Dans une note d’information publiée le 23 juillet 2024, le Collectif des Avocats (Cabinet Goït’AS SCPA et SCPA Do-fini Consult) du colonel-major Kassoum Goïta ; Docteur Kalilou Doumbia et leurs trois co-accusés annonce l’enlèvement de leur client, l’Adjudant-chef Abdoulaye Ballo, à son lieu de détention, au Groupement d’Intervention de la Gendarmerie Mobile ( G.I.G.M ), sis au Camp 1 de la Gendarmerie de la rive gauche de Bamako.
De cette note d’information, signée par Maître Mohamed Goïta du Cabinet Goït’AS SCPA et Maître Alifa Habib Koné de SCPA Do – fini Consult, tous Avocats inscrits au Barreau du Mali, il ressort que cet enlèvement de l’Adjudant-chef Abdoulaye Ballo a eu lieu le vendredi 12 juillet 2024, en début de soirée, pour une destination inconnue.

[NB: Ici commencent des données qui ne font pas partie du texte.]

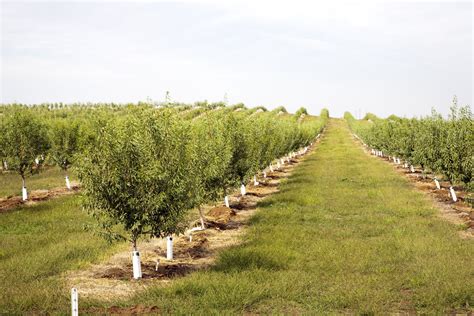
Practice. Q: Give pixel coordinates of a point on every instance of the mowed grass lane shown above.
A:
(345, 234)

« Le Collectif des Avocats du colonel-major Kassoum Goïta, Docteur Kalilou Doumbia et leurs trois co-accusés rappelle à l’opinion que par communiqué en date du 11 juin, il alertait sur l’enlèvement du colonel Major Kassoum Goïta à sa cellule, au Groupement d’Intervention de la Gendarmerie Mobile (G.I.G.M), sis au Camp 1 de la Gendarmerie de la rive gauche de Bamako, par des éléments étrangers au système judiciaire du Mali, en date du vendredi 31 mai 2024 », peut-on lire dans ladite note.
Dans le même document, l’on note : « A ce jour, les Conseils ainsi que sa famille n’ont reçu aucune information le concernant et n’ont pu avoir aucun contact, ni direct, ni indirect, avec lui. C’est dans cette attente que son co-accusé, l’adjudant-chef Abdoulaye Ballo a, à son tour, été enlevé au même lieu de détention, le vendredi 12 juillet , en début de soirée , pour une destination inconnue ; la responsabilité légale de la garantie de l’intégrité des détenus pèse sur la justice, dès leur placement sous mandat m9té d’Etat, Docteur Kalilou Doumbia, ancien secrétaire général de la Présidence ; Sandhi Ahmed Saloum, opérateur économique ; Moustapha Diakité, Commissaire de police ; adjudant-chef Abdoulaye Ballo et Issa Samaké dit Djoss, renvoyés devant la Cour d’assises de Bamako, depuis l’arrêtj7 n°12 du 10/01/2023 de la Chambre d’accusation de la Cour d’appel de Bamako, pour que la vérité éclate ; l’imposition du respect de la séparation des pouvoirs, en respect des dispositions constitutionnelles ; le respect strict de l’indépendance de la justice ainsi que celui des engagements du Mali contre les enlèvements et la torture ».
Aussi, le Collectif des Avocats en appelle de nouveau au ministre de la Justice et des Droits de l’Homme, pour une intervention en faveur du respect de l’indépendance de la justice, du respect de la Constitution et des conventions régulièrement signées par le Mali ; à toutes les organisations de défense des droits de l’Homme et aux Ordres professionnels, notamment le Barreau du Mali pour briser leur silence , face à la violation répétitive des droits élémentaires de ses clients ; à la magistrature, pour un sursaut, pour imposer le respect de son indépendance et la séparation des pouvoirs.
« Le collectif renouvelle sa détermination à se battre pour le respect de la présomption d’innocence , l’indépendance de la justice , le respect des droits de la défense et le respect des engagements du Mali contre les enlèvements et la torture », souligne la note d’information.